The noted author, Walt Wangerin, tells the story of an event in his family that seems close to what we are talking about. In the community where they once lived, their home was situated directly across from the city library. Unbeknown to he and his wife, their son began to steal comic books from the library. One day the librarian called to apprise them of what was going on. Sure enough, they went to his room and found an entire drawer filled with comic books. Being the good parent, he made his child gather the comic books and march across the street to return the books and apologize. So he thought, the matter had ended and a lesson was learned. Not so! The stealing continued, and one punishment after another did not seem to abate the activity. Finally in frustration Wangerin says he resorted to a punishment that was against his own parental philosophy – he spanked his child. After executing the punishment, he says he went to his room and cried, overcome by the anguish of the whole scenario and especially of having to resort to a punishment he despised. But the stealing ceased. Some years later, the child and his mother were driving along and she wondered out loud, “You know, we never talked about it, but why did you stop stealing the comic books? Was it because your dad finally spanked you?” He responded, “Oh no; I stopped when I saw him crying!” The motivation for repentance was that the child’s heart was affected by the father’s heart.
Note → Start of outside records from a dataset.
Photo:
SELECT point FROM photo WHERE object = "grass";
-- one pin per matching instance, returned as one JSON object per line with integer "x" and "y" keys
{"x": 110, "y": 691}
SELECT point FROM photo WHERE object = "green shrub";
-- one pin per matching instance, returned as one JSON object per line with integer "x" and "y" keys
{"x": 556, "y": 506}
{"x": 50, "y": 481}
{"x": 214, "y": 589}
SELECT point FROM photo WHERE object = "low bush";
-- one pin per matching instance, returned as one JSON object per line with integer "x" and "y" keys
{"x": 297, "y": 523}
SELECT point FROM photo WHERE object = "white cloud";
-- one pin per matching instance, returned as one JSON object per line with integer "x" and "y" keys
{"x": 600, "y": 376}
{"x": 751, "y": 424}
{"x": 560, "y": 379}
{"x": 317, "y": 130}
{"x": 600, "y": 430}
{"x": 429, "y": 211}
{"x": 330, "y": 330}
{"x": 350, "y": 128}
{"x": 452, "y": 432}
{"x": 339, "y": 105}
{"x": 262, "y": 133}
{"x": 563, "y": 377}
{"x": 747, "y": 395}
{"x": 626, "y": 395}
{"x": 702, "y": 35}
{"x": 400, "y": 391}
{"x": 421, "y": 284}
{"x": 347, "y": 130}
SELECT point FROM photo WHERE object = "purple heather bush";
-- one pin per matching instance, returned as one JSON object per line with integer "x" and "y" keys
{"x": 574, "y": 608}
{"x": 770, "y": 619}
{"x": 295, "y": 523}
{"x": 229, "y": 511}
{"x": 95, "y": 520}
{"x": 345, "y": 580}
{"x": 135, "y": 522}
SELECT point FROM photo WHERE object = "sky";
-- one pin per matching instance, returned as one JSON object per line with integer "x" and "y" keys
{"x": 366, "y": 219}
Strange as it may seem, these texts that speak of God’s rage and wrath may in fact give us the same glimpse of God’s heart that Wangerin’s child saw in his father’s heart – a heart of anguish and hurt over our own faithlessness and disobedience.
Perhaps these texts are calling us to ponder God’s anguish, to consider the ways that God might be shedding tears over our own faithlessness. What tears might God be shedding over you? For what might God be in anguish over you, over us? It is never easy – yes sometimes even deeply painful - to confront the ways that we have inflicted hurt on those we love. Yet we know that this confrontation with reality is always the beginning of healing and restoration. Might it be the same in our relationship with God? It is not easy to acknowledge God’s anguish and hurt, and it is even more difficult to confront our actions and behaviors that have caused that hurt. Yet, it is that very heart that is calling us, not with a threat of destruction, but with a promise of life restored. In this season of Advent, listen to God’s wounded and hurt heart calling you, and then let that heart affect your own!